MONTESILVANO. Aumentano i contagi in città ma rientra l’emergenza scuole. Sono queste le novità in tema di Covid19 registrate nelle ultime ore a Montesilvano dove, se da un lato l’elenco dei residenti attualmente alle prese con il virus è aumentato in maniera consistente, dall’altro si è concluso il periodo di apprensione per le famiglie dei bambini sottoposti a quarantena obbligatoria che ieri sono tornati regolarmente in classe. Si tratta, in particolare, di 30 alunni di due classi della scuola elementare “Saline” di via Costa che, insieme a cinque insegnanti, erano finiti in isolamento da mercoledì 14 ottobre. All’origine della quarantena, l’accertamento da parte della Asl di Pescara della positività di una docente delle due scolaresche che, assente da scuola per via dei sintomi influenzali, era stata sottoposta a tampone dal quale era emerso il contagio. A quel punto il servizio prevenzione dell’azienda sanitaria aveva attivato il protocollo previsto nelle scuole, ossia l’immediata quarantena per tutti gli alunni e i docenti entrati in contatto diretto con l’insegnante, e i successivi tamponi di controllo.
Ad annunciare la fine di un periodo di forte apprensione per i genitori dei piccoli studenti di via Costa è stato ieri il dirigente dell’Istituto comprensivo Gianni Rodari, Adriano Forcella. «Fortunatamente nessuno degli alunni e dei docenti sottoposti ai controlli del servizio sanitario è risultato positivo», ha riferito. «Abbiamo ricevuto i responsi nel pomeriggio di mercoledì e, pur avendo a disposizione poco tempo, ci siamo immediatamente attivati per emanare la circolare e comunicarla rapidamente alle famiglie e agli insegnanti. In questo modo siamo riusciti a far rientrare le due classi a scuola già giovedì, così da non perdere un ulteriore giorno di lezione». Resterà ancora lontana da scuola per qualche giorno, invece, l’insegnante positiva che a breve sarà sottoposta a un nuovo tampone per verificare se abbia sconfitto il virus.
Nei giorni scorsi, a vivere la stessa apprensione erano state anche le famiglie di una classe della scuola elementare di Montesilvano Colle, plesso dell’Istituto comprensivo Ignazio Silone, finita in quarantena dopo che un bambino era risultato positivo al Covid19. Anche in quel caso, nessuno dei 16 alunni e dei 4 docenti aveva contratto il virus e la scolaresca era tornata regolarmente a scuola.
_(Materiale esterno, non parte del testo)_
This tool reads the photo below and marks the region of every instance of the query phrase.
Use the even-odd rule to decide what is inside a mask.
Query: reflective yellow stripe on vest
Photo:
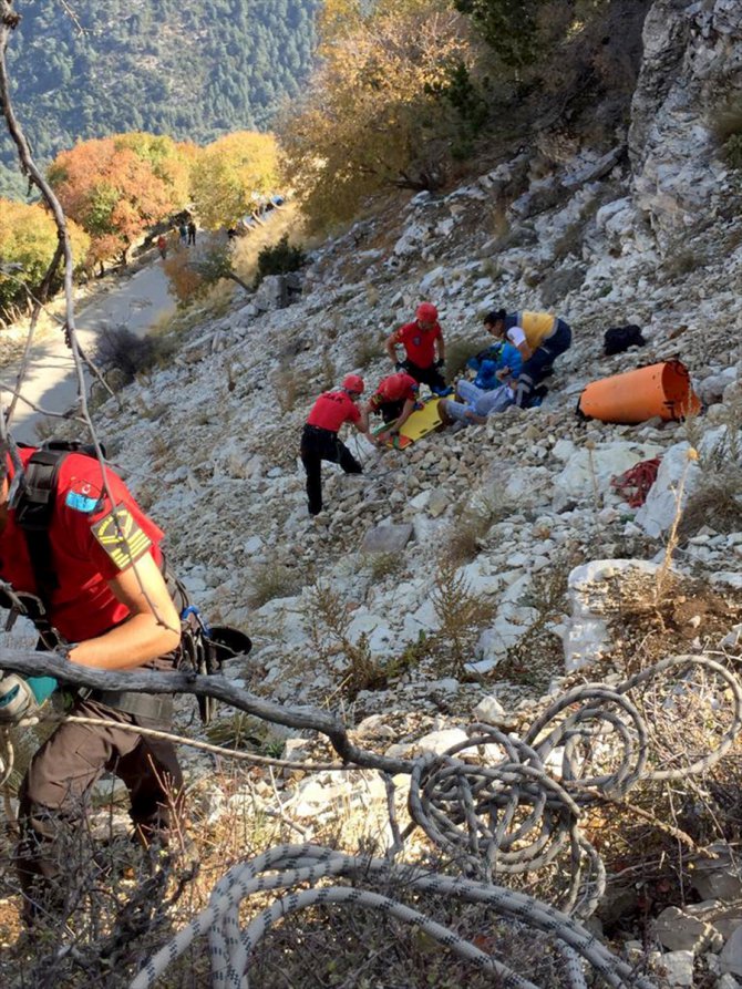
[[[550,312],[527,312],[521,313],[521,327],[526,334],[528,347],[536,350],[537,347],[550,337],[556,327],[556,316]]]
Sono, invece, 23 le persone risultate positive negli ultimi due giorni a Montesilvano. Il boom dei contagi di questa seconda ondata nella città adriatica si è registrato mercoledì, quando sono stati ben 21 i montesilvanesi che hanno scoperto di aver contratto il virus, mentre nella giornata di ieri sono stati “solo” due i nomi comunicati dalla Asl di Pescara al Comune in merito a nuovi contagi. Gli ultimi casi vedono il totale dei residenti attualmente alle prese con il Covid19 raggiungere quota 90, un dato che riporta Montesilvano indietro di circa 6 mesi e mezzo: era il 3 aprile quando il bollettino dei contagi in città raggiunse la stessa cifra. (a.l.)